Lovevery play kits are carefully curated by a team of developmental and educational experts. The toys included are age and stage appropriate, designed to foster the growth of spatial skills, reasoning, and of course to be plenty of fun — think simple stacking toys, colorful pouches for hiding away wooden treasures, and books with images of other children. They have been a staple in this author’s home since the birth of a daughter in 2018, and are growing popular with parents across the country, including a few notable folks: While you always have to take celebrities Instagramming about products with a grain of salt, we’re inclined to believe the caption in actress, singer-songwriter, and mom Jordin Sparks’s Instagram story that spoke of how the kits have been “incredible” for her son’s “mental, physical, and emotional development.”
“We’ve had this toy since 2016, and my daughter still plays with it every single day,” says Susie Allison, former teacher, mom, and creator of BusyToddler.com. Inside the box, you’ll find things like a little stuffed ladybug, an airplane, a ball, and more. The variety of objects will appeal to toddlers with myriad interests. “It’s magical,” says Allison. “A child can love it equally at 16 months old and 4 and a half.”

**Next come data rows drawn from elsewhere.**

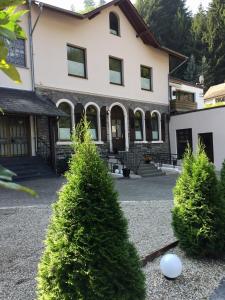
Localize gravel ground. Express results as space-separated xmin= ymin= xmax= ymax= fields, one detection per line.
xmin=0 ymin=175 xmax=225 ymax=299
xmin=144 ymin=247 xmax=225 ymax=300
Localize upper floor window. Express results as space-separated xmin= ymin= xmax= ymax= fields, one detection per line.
xmin=109 ymin=57 xmax=123 ymax=85
xmin=67 ymin=45 xmax=87 ymax=78
xmin=58 ymin=102 xmax=73 ymax=141
xmin=109 ymin=12 xmax=120 ymax=36
xmin=141 ymin=65 xmax=152 ymax=91
xmin=6 ymin=38 xmax=26 ymax=67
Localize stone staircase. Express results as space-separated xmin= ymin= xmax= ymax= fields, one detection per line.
xmin=137 ymin=162 xmax=164 ymax=177
xmin=118 ymin=151 xmax=165 ymax=178
xmin=0 ymin=156 xmax=56 ymax=181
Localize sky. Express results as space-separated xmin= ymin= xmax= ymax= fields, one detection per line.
xmin=42 ymin=0 xmax=211 ymax=14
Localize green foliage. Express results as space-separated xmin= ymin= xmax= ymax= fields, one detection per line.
xmin=37 ymin=121 xmax=146 ymax=300
xmin=184 ymin=54 xmax=197 ymax=82
xmin=135 ymin=0 xmax=192 ymax=55
xmin=0 ymin=0 xmax=27 ymax=83
xmin=82 ymin=0 xmax=96 ymax=13
xmin=204 ymin=0 xmax=225 ymax=90
xmin=172 ymin=144 xmax=225 ymax=257
xmin=219 ymin=160 xmax=225 ymax=201
xmin=0 ymin=164 xmax=37 ymax=196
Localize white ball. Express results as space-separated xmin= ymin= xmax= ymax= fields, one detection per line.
xmin=160 ymin=254 xmax=182 ymax=279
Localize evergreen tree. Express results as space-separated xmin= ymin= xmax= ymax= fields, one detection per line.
xmin=220 ymin=160 xmax=225 ymax=200
xmin=37 ymin=121 xmax=146 ymax=300
xmin=184 ymin=54 xmax=197 ymax=82
xmin=135 ymin=0 xmax=192 ymax=55
xmin=204 ymin=0 xmax=225 ymax=89
xmin=172 ymin=144 xmax=225 ymax=257
xmin=99 ymin=0 xmax=106 ymax=5
xmin=83 ymin=0 xmax=96 ymax=12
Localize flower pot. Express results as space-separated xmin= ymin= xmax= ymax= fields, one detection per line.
xmin=122 ymin=168 xmax=130 ymax=178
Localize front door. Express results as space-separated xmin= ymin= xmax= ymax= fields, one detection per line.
xmin=111 ymin=105 xmax=125 ymax=153
xmin=199 ymin=132 xmax=214 ymax=162
xmin=0 ymin=115 xmax=30 ymax=157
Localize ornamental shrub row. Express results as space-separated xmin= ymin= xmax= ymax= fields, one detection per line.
xmin=172 ymin=144 xmax=225 ymax=258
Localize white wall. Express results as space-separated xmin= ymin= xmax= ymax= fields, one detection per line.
xmin=169 ymin=107 xmax=225 ymax=170
xmin=170 ymin=81 xmax=204 ymax=109
xmin=32 ymin=5 xmax=169 ymax=105
xmin=0 ymin=13 xmax=32 ymax=91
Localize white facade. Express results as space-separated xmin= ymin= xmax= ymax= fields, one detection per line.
xmin=169 ymin=78 xmax=204 ymax=109
xmin=169 ymin=107 xmax=225 ymax=170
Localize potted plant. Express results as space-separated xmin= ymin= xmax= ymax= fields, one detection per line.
xmin=144 ymin=154 xmax=152 ymax=164
xmin=122 ymin=168 xmax=130 ymax=178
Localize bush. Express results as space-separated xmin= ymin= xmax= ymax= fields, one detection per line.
xmin=37 ymin=121 xmax=146 ymax=300
xmin=172 ymin=144 xmax=225 ymax=257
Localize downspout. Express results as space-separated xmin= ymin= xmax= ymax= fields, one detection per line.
xmin=167 ymin=56 xmax=189 ymax=159
xmin=28 ymin=0 xmax=43 ymax=91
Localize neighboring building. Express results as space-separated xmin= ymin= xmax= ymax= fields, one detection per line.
xmin=204 ymin=82 xmax=225 ymax=107
xmin=169 ymin=77 xmax=204 ymax=113
xmin=169 ymin=106 xmax=225 ymax=170
xmin=0 ymin=0 xmax=186 ymax=175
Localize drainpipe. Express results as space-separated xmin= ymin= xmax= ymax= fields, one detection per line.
xmin=28 ymin=0 xmax=43 ymax=91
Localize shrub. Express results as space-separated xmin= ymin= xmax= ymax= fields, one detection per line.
xmin=37 ymin=121 xmax=146 ymax=300
xmin=172 ymin=144 xmax=225 ymax=257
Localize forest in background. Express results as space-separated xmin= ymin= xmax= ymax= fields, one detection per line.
xmin=82 ymin=0 xmax=224 ymax=90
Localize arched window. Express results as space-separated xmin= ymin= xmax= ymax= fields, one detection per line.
xmin=134 ymin=111 xmax=143 ymax=141
xmin=151 ymin=112 xmax=160 ymax=141
xmin=86 ymin=105 xmax=98 ymax=141
xmin=58 ymin=102 xmax=73 ymax=141
xmin=109 ymin=12 xmax=120 ymax=36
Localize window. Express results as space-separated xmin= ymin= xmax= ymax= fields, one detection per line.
xmin=176 ymin=91 xmax=195 ymax=102
xmin=134 ymin=111 xmax=143 ymax=141
xmin=6 ymin=38 xmax=26 ymax=67
xmin=67 ymin=45 xmax=86 ymax=78
xmin=109 ymin=12 xmax=120 ymax=36
xmin=141 ymin=65 xmax=152 ymax=91
xmin=86 ymin=105 xmax=98 ymax=141
xmin=58 ymin=102 xmax=72 ymax=141
xmin=151 ymin=112 xmax=159 ymax=141
xmin=109 ymin=57 xmax=123 ymax=85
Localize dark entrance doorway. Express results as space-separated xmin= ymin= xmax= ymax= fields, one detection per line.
xmin=0 ymin=115 xmax=30 ymax=157
xmin=199 ymin=132 xmax=214 ymax=162
xmin=111 ymin=105 xmax=125 ymax=153
xmin=176 ymin=128 xmax=192 ymax=159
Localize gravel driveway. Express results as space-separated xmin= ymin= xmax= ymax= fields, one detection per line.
xmin=0 ymin=174 xmax=224 ymax=300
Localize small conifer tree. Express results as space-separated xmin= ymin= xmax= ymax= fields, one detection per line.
xmin=172 ymin=144 xmax=225 ymax=257
xmin=37 ymin=121 xmax=146 ymax=300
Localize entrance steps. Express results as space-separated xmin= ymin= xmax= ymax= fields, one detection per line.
xmin=0 ymin=156 xmax=56 ymax=181
xmin=137 ymin=162 xmax=165 ymax=177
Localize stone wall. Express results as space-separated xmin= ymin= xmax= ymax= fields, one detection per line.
xmin=37 ymin=88 xmax=170 ymax=173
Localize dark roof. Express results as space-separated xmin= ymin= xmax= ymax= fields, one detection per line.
xmin=34 ymin=0 xmax=187 ymax=60
xmin=0 ymin=88 xmax=66 ymax=116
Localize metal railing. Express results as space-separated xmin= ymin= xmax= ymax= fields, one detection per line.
xmin=37 ymin=137 xmax=51 ymax=164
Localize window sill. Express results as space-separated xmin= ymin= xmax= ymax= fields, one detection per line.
xmin=134 ymin=141 xmax=148 ymax=144
xmin=68 ymin=73 xmax=88 ymax=79
xmin=110 ymin=82 xmax=124 ymax=87
xmin=14 ymin=65 xmax=29 ymax=70
xmin=56 ymin=141 xmax=104 ymax=145
xmin=151 ymin=140 xmax=164 ymax=144
xmin=56 ymin=141 xmax=72 ymax=145
xmin=141 ymin=88 xmax=153 ymax=92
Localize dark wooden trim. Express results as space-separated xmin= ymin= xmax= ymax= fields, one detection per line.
xmin=142 ymin=241 xmax=179 ymax=267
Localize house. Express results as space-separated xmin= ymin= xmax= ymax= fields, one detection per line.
xmin=204 ymin=82 xmax=225 ymax=107
xmin=169 ymin=77 xmax=204 ymax=112
xmin=0 ymin=0 xmax=186 ymax=177
xmin=169 ymin=106 xmax=225 ymax=170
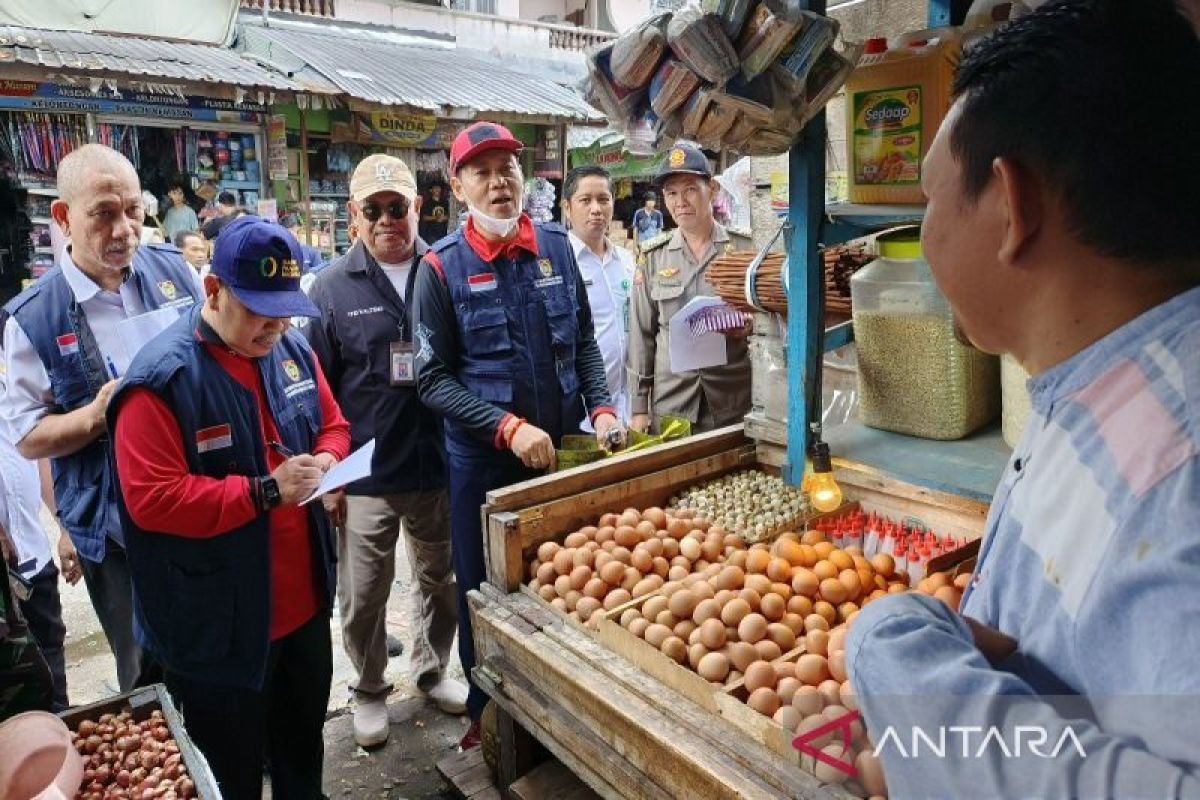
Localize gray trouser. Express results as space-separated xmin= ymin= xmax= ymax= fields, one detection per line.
xmin=339 ymin=490 xmax=456 ymax=696
xmin=79 ymin=540 xmax=158 ymax=692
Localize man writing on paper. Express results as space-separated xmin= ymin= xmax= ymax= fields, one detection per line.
xmin=0 ymin=144 xmax=201 ymax=692
xmin=110 ymin=216 xmax=351 ymax=799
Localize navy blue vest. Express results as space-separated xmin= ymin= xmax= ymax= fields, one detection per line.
xmin=108 ymin=305 xmax=336 ymax=689
xmin=2 ymin=245 xmax=201 ymax=563
xmin=433 ymin=222 xmax=584 ymax=455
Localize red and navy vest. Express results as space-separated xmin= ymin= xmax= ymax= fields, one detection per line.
xmin=432 ymin=222 xmax=585 ymax=456
xmin=108 ymin=305 xmax=335 ymax=689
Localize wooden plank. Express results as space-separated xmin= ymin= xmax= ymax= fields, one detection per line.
xmin=496 ymin=591 xmax=846 ymax=800
xmin=484 ymin=426 xmax=750 ymax=514
xmin=473 ymin=657 xmax=642 ymax=800
xmin=437 ymin=748 xmax=484 ymax=781
xmin=470 ymin=592 xmax=805 ymax=800
xmin=509 ymin=759 xmax=601 ymax=800
xmin=494 ymin=705 xmax=536 ymax=792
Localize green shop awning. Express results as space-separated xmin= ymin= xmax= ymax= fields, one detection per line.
xmin=569 ymin=136 xmax=665 ymax=180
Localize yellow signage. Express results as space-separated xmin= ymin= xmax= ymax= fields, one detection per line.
xmin=369 ymin=111 xmax=438 ymax=145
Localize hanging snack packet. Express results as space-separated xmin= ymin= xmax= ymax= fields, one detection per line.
xmin=680 ymin=89 xmax=716 ymax=138
xmin=649 ymin=58 xmax=704 ymax=116
xmin=695 ymin=97 xmax=739 ymax=149
xmin=611 ymin=14 xmax=670 ymax=90
xmin=586 ymin=43 xmax=648 ymax=125
xmin=721 ymin=112 xmax=763 ymax=152
xmin=799 ymin=42 xmax=863 ymax=126
xmin=737 ymin=0 xmax=807 ymax=80
xmin=702 ymin=0 xmax=756 ymax=40
xmin=739 ymin=127 xmax=795 ymax=155
xmin=667 ymin=7 xmax=741 ymax=84
xmin=773 ymin=12 xmax=838 ymax=92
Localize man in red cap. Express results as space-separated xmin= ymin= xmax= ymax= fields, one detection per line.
xmin=412 ymin=121 xmax=624 ymax=747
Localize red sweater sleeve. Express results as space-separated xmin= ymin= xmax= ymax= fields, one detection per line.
xmin=310 ymin=351 xmax=351 ymax=462
xmin=114 ymin=388 xmax=257 ymax=538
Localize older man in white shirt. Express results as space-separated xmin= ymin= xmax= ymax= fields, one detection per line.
xmin=0 ymin=144 xmax=202 ymax=691
xmin=561 ymin=166 xmax=636 ymax=425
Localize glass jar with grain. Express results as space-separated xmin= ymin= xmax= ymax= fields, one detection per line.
xmin=850 ymin=228 xmax=1000 ymax=440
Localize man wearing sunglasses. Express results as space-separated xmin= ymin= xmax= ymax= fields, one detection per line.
xmin=304 ymin=155 xmax=465 ymax=749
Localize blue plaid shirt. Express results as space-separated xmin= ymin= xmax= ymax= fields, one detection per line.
xmin=847 ymin=286 xmax=1200 ymax=798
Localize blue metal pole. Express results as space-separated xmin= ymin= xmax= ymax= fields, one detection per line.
xmin=783 ymin=0 xmax=826 ymax=487
xmin=928 ymin=0 xmax=953 ymax=27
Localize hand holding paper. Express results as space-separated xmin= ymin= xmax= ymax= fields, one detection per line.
xmin=301 ymin=438 xmax=375 ymax=504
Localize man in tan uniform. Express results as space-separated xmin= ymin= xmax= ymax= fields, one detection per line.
xmin=628 ymin=142 xmax=754 ymax=434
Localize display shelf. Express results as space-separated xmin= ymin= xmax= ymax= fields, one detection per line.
xmin=23 ymin=186 xmax=58 ymax=197
xmin=29 ymin=216 xmax=52 ymax=225
xmin=217 ymin=180 xmax=263 ymax=190
xmin=34 ymin=246 xmax=54 ymax=254
xmin=824 ymin=421 xmax=1011 ymax=504
xmin=822 ymin=202 xmax=925 ymax=247
xmin=309 ymin=191 xmax=349 ymax=198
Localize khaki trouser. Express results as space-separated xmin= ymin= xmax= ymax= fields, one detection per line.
xmin=339 ymin=490 xmax=456 ymax=696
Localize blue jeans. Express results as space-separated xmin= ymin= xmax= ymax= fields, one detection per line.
xmin=447 ymin=447 xmax=538 ymax=721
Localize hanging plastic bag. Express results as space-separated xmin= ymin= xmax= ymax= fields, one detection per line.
xmin=667 ymin=8 xmax=740 ymax=84
xmin=610 ymin=14 xmax=671 ymax=90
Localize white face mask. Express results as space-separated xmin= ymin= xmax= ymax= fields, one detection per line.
xmin=468 ymin=202 xmax=521 ymax=238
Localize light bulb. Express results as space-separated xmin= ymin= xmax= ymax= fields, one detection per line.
xmin=809 ymin=470 xmax=843 ymax=513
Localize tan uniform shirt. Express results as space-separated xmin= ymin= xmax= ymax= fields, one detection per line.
xmin=627 ymin=223 xmax=754 ymax=432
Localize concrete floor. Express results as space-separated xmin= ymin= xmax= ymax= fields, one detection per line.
xmin=47 ymin=509 xmax=470 ymax=799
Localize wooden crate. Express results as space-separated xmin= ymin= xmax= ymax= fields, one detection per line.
xmin=475 ymin=427 xmax=991 ymax=800
xmin=469 ymin=585 xmax=843 ymax=800
xmin=59 ymin=683 xmax=221 ymax=800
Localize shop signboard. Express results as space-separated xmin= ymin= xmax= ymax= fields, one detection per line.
xmin=569 ymin=136 xmax=665 ymax=180
xmin=368 ymin=110 xmax=438 ymax=146
xmin=0 ymin=81 xmax=265 ymax=122
xmin=267 ymin=113 xmax=289 ymax=181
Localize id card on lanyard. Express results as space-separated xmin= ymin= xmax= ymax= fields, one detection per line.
xmin=389 ymin=341 xmax=415 ymax=386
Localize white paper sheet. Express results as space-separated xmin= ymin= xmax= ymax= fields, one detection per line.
xmin=301 ymin=438 xmax=375 ymax=504
xmin=116 ymin=307 xmax=184 ymax=372
xmin=668 ymin=296 xmax=729 ymax=373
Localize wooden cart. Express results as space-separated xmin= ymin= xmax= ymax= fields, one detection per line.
xmin=468 ymin=426 xmax=992 ymax=799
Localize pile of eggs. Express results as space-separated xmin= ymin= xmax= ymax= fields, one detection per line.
xmin=526 ymin=507 xmax=747 ymax=623
xmin=667 ymin=469 xmax=809 ymax=542
xmin=612 ymin=529 xmax=912 ymax=687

This piano plays genuine notes across two octaves and is both an actual instrument and a great outlet for the energy humming inside a little kid. Infants will love smashing the keys wildly, while 1-year-olds will begin to smash more selectively. And as this writer is also a dad speaking from personal experience: Our Melissa & Doug piano is still in great shape after years of use by two kids, proving its durability. The fact that the 5-and-three-quarter-year-old still plinks away at it from time to time shows staying power.
“This big wooden cube has lived in the playroom in my house for years and grown up with all nine of my grandchildren,” says Westchester grandmother Donna D’Andraia. “It’s such a beautifully made toy that it can be handed down through generations. I recently passed it on to my niece’s son, when he was a year old: He loved moving the beads along the maze and opening the little wooden doors to be surprised with the different faces of animals. And soon he can use it to practice the alphabet.” Though a heavy, bulky investment — it weighs almost 15 pounds — “it will last forever.”
This colorful wooden set of blocks can often be found in Montessori and Waldorf classrooms alongside more basic rectangular versions. Each arc in this nesting set can be stacked, balanced, and combined with the others to create imaginary city scenes with bridges and buildings or simply allow for experimenting with texture and gravity. “Stacking is fun, but even if they’re not coordinated enough to stack their toys, they would love to watch you stack and then be able to knock it down,” says MacLaughlin.
“This wagon is great for the stage when your baby begins to ‘cruise,’ or walk around the room by holding onto things,” says Zahra Kassam, founder of the at-home Montessori program Monti Kids. “It’s a Montessori-teacher favorite because it allows babies the opportunity to practice their walking skills while building their independence.” A tip she adds: “Weigh it down with heavy books or free weights to slow it down at first.” And on the celebrity front: A red Radio Flyer wagon appeared on the back terrace of the home of actor Aaron Paul — who has a 19-month-old daughter — in this encounter with New York.